鉄郎がその格差の理由に気付いたのは、惑星で暮らすフライヤという女性と出会ったことがきっかけだった。突如起こった停電によって室内が真っ暗になってしまうと、なんとフライヤの肉体のところどころが“蛍”のように輝きだしたのである。
実はこの惑星の人間は生まれながらにして肉体のどこかが発光するという奇妙な特徴を持っており、光る部位や光り方によって格差が決められてしまうというのだ。
普段、明るい場所で暮らしているぶんには普通の人間と同様なのだが、暗い場所に行くと自然に肉体が発光し、それぞれの“個性”があらわになってしまう。
鉄郎らが出会ったフライヤは肉体のところどころが光っていたのだが、これは“ブチ”と呼ばれるもっとも醜い光り方で、このせいもあって彼女はまともな仕事を与えられず、迫害されて生きてきたのである。
綺麗な光り方ができない人間は路上や橋の下などでホームレス同然の暮らしをする一方、全身が光る富裕層は満腹で食べられなくなった食事を躊躇なく捨ててしまうなど、鉄郎らの目から見てもその格差は歴然だった。
この酷い有様に、鉄郎も「こんな星なんか一度ムチャクチャになって ほろびてからやりなおせばいいんだ!!」と、憤りをあらわにしている。
蛍のような光……と聞くとどこか幻想的な響きだが、生まれもったなにかで人間の生き様が決められるという、なんとも残酷な惑星だった。
■ヒートアップもクールダウンも極端すぎる?「怒髪帝国」
普段は喧嘩ばかりしているが、なんだかんだで分かり合える関係を“喧嘩するほど仲がいい”と言ったりするものだが、『銀河鉄道999』の作中にはそんなことわざを体現するような、なんとも極端な惑星が登場する。
旅の途中、鉄郎たちは「怒髪帝国」なる停車駅に辿り着くのだが、まず目を引くのはその惑星の形だ。
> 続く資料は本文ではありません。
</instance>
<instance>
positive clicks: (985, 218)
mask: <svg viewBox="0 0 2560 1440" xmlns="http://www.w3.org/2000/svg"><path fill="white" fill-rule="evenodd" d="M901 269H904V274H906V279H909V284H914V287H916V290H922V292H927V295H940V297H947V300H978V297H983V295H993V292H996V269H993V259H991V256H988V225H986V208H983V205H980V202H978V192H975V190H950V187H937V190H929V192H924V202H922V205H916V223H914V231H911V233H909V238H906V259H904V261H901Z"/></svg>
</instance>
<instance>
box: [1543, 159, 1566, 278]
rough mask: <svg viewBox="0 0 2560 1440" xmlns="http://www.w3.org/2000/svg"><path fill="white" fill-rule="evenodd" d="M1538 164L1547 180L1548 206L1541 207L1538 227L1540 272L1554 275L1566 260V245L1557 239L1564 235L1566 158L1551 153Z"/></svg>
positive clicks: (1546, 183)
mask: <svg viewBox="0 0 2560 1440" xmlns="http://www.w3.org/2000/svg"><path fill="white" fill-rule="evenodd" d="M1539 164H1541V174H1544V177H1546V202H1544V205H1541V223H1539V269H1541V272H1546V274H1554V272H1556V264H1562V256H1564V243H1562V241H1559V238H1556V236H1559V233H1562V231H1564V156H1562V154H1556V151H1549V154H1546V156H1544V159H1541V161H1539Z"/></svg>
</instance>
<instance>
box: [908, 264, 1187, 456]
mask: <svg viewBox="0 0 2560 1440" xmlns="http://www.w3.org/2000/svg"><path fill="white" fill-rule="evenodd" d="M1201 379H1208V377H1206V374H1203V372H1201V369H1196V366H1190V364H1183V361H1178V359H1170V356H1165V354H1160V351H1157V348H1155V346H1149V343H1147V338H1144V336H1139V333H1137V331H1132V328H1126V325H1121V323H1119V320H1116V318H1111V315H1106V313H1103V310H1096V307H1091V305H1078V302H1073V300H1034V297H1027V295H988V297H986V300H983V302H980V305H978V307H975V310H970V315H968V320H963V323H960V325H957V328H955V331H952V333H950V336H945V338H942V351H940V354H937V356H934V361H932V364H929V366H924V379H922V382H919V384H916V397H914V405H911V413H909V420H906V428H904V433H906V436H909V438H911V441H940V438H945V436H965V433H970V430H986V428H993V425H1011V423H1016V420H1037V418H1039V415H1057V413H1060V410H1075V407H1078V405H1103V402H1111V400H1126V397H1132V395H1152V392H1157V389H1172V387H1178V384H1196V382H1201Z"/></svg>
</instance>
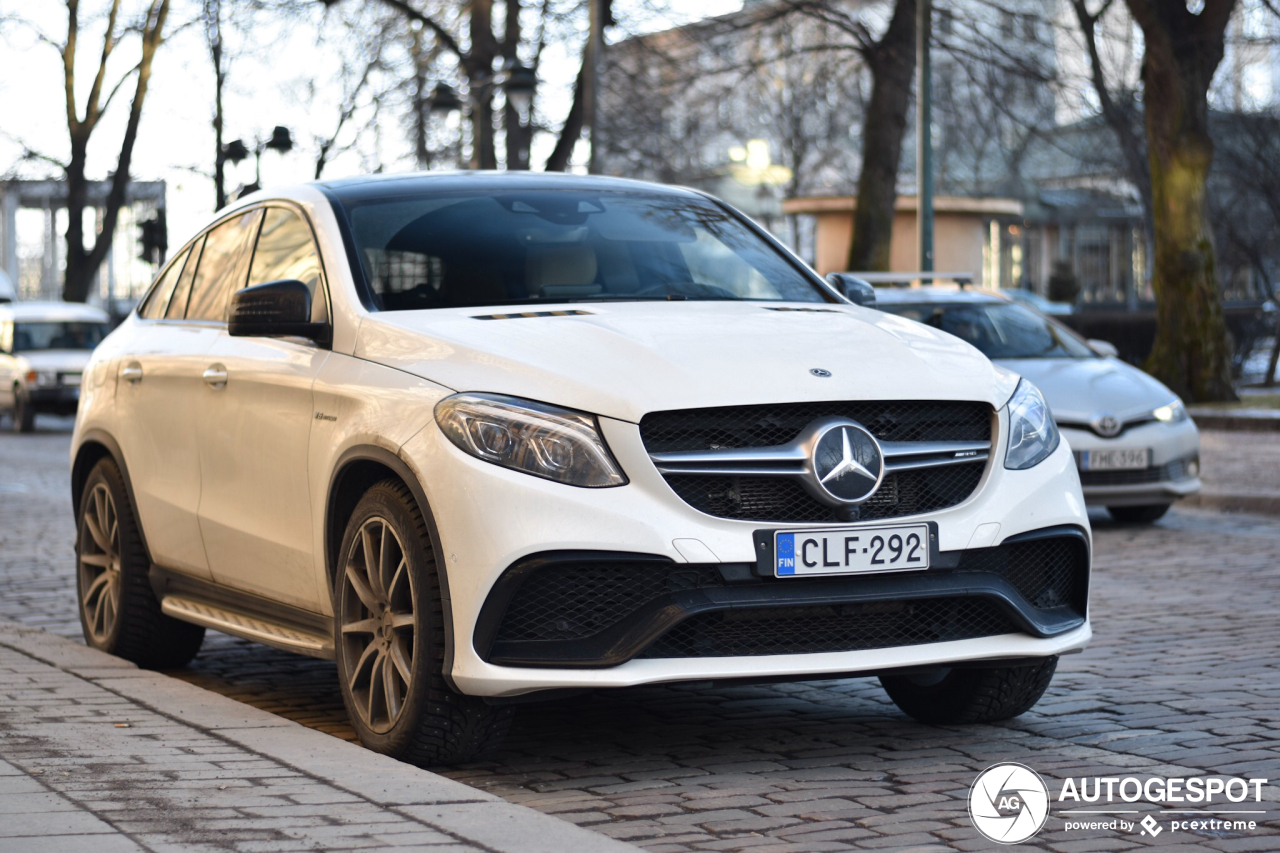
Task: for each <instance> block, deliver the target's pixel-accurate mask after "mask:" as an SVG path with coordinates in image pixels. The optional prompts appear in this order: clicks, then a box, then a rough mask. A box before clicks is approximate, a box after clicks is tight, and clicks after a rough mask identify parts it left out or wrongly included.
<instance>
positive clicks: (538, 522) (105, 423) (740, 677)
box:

惑星全体がカンカンに怒ったように気流を立ちのぼらせており、見ているだけでただならぬ空気が伝わってくる。
その見た目に反さず、この星の住人は非常に怒りっぽいという特徴を持っていた。ほんの些細なことでもすぐさま怒り、殴り合いにまで発展してしまうのである。
銀河鉄道の車掌もこの星のことを「タンコブが四つや五つできる」と恐れており、銀河鉄道に危害が及ばないよう、あえて地上には停車しないようにしているほど。暴力が絶えない野蛮な星……に見えるのだが、実は喧嘩したあとはすぐに仲直りするなど、なんとも極端な人間ばかりなのである。
このため厄介事こそ多いのだが、それでいて長く尾を引くような事件はないという、奇妙な環境で人々は暮らし続けているのだ。
恨みつらみを抱かないという意味では後腐れないのだが、そもそも普段生活していくうえでは、喧嘩しないに越したことはない。熱しやすく、そして冷めやすい、なんとも極端な凶暴さを持った惑星である。